Make this year your healthiest year yet, starting with your gut! Why your gut? According to the University of Michigan, your gastrointestinal tract may be a victim of the challenges we all started to experience during these last couple of stressful years. In fact, many people have suffered from an uptick in stress-related digestive problems over the past couple of years. Thankfully, there are some simple steps you can take to regain control of your microbiome, and have better gut health this year.
Why Gut Health Matters
The gut is made up of trillions of bacteria, fungi, and other microbes that live in your small and large intestine. These microbes help digest the foods you eat, absorb the nutrients from those foods, and then eliminate any leftover waste. What’s more, about 70 percent of your immune system actually lies within the gut. An imbalance between the beneficial and harmful microbes that live in your intestines may contribute to digestive problems and other health issues. This is why it is so important to prioritize your gut health.
Besides digestion and immunity, your gut health can also effect your mood. Here’s how it works: about 90 percent of the nerve fibers in the vagus nerve—which is one of the body’s major nerves and runs from the brain to the abdomen—carry information from your gut to your brain. Sometimes the information is unpleasant, and this can trigger problems with your mood and emotional well-being.1 In the past, we’ve been led to believe that stress and anxiety can lead to problems in the GI tract, but it turns out that the opposite is just as likely. For many people, issues with digestion can lead to stress and anxiety. By dealing with their gut issues, they may be able to alleviate some of the feelings of stress or anxiety. If this isn’t a reason to make your gut health a priority, we don’t know what is!
Top Gut Health Tips
Don’t know where to start? Here are some of our top gut health tips.
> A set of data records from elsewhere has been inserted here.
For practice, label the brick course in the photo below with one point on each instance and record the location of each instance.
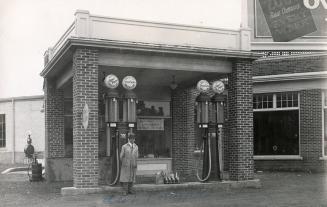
(85, 141)
(289, 65)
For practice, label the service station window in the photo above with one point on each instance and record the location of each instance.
(2, 131)
(154, 129)
(324, 122)
(276, 124)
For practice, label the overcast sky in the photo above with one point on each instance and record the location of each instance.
(29, 27)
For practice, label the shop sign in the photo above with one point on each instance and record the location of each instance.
(129, 82)
(287, 20)
(111, 81)
(150, 124)
(203, 86)
(218, 87)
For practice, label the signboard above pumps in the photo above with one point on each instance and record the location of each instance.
(287, 20)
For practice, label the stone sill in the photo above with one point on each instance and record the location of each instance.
(277, 157)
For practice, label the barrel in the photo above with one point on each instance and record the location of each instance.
(36, 172)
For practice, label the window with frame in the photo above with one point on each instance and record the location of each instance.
(276, 123)
(324, 95)
(2, 131)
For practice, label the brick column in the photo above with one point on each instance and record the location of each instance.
(240, 121)
(183, 138)
(311, 129)
(85, 141)
(54, 123)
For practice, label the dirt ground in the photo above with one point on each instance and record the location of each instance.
(279, 189)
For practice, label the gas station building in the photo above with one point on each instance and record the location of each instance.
(167, 60)
(275, 106)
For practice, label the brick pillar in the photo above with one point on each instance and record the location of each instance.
(240, 121)
(183, 138)
(85, 141)
(311, 129)
(54, 123)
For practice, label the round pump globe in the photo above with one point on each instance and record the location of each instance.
(218, 87)
(129, 82)
(111, 81)
(203, 86)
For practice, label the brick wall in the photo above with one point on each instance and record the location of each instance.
(183, 137)
(310, 138)
(289, 65)
(311, 129)
(240, 121)
(54, 121)
(85, 141)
Start taking a probiotic. Incorporating a clinically studied probiotic into your daily routine is a great place to begin. A quality probiotic can help your beneficial bacteria flourish and can keep harmful microbes in check. This can help to manage gas, bloating, and other GI issues. Look for a probiotic that is shelf-stable, which means it can safely be stored at room temperature, and also make sure it is guaranteed to be viable at time of consumption. This makes it easy to take with you when you are on the go.
Move every day. Adding physical activity to your day—even a brisk 10-minute walk—can benefit your gut health. The amount of blood diverted from your digestive system when you move decreases because your muscles are more efficient when you exercise. Regular exercise also makes positive changes to the bacterial composition in your gut.
Get enough sleep. Not getting enough good-quality sleep can have a serious effect on your gut health, and that can contribute to even more sleep issues.2 Try to prioritize getting at least 7 to 9 hours of uninterrupted sleep per night.
Eat a diverse range of food. There are many different species of bacteria that live in your intestines. Each species plays a different role in maintaining your health and each requires different nutrients for growth. This is why it’s important to eat many different types of food, especially fruits, vegetables, beans, and legumes. It’s also smart to add fermented foods like kimchi, miso, sauerkraut, and yogurt to that list. Many fermented foods are rich in lactobacilli, a type of bacteria that can benefit your health.
Stay hydrated. Drinking an adequate amount of water has been shown to have a beneficial effect on the mucosal lining of the intestines, as well as on the balance of bacteria in the gut.3 How much do you need? Strive to drink half your body weight in ounces every day. For example, if you weight 130 pounds, try to drink 65 ounces of water daily.
Your gut is a lot more complex than researchers previously thought and it can have a large impact on your whole-body health. Incorporating these lifestyle changes can improve your gut health, as well as your overall mental and physical wellness, for a better year ahead.
- Breit S, Kupferberg A, Rogler G, et al. Vagus nerve as modulator of the brain-gut access in psychiatric and inflammatory disorders. Frontiers in Psychiatry. 2018; 9: 44.
- Li Y, Hao Y, Fan F, et al. The role of microbiome in insomnia, circadian disturbance and depression. Frontiers in Psychiatry. 2018; 9: 669.
- Congan, S. Swimming through the gut: implications of fluid transport on the microbiome. Digital Diseases and Sciences. 2013; 58(3): 602-603.
This article is for informational purposes only. This article is not, nor is it intended to be, a substitute for professional medical advice, diagnosis, or treatment and should never be relied upon for specific medical advice.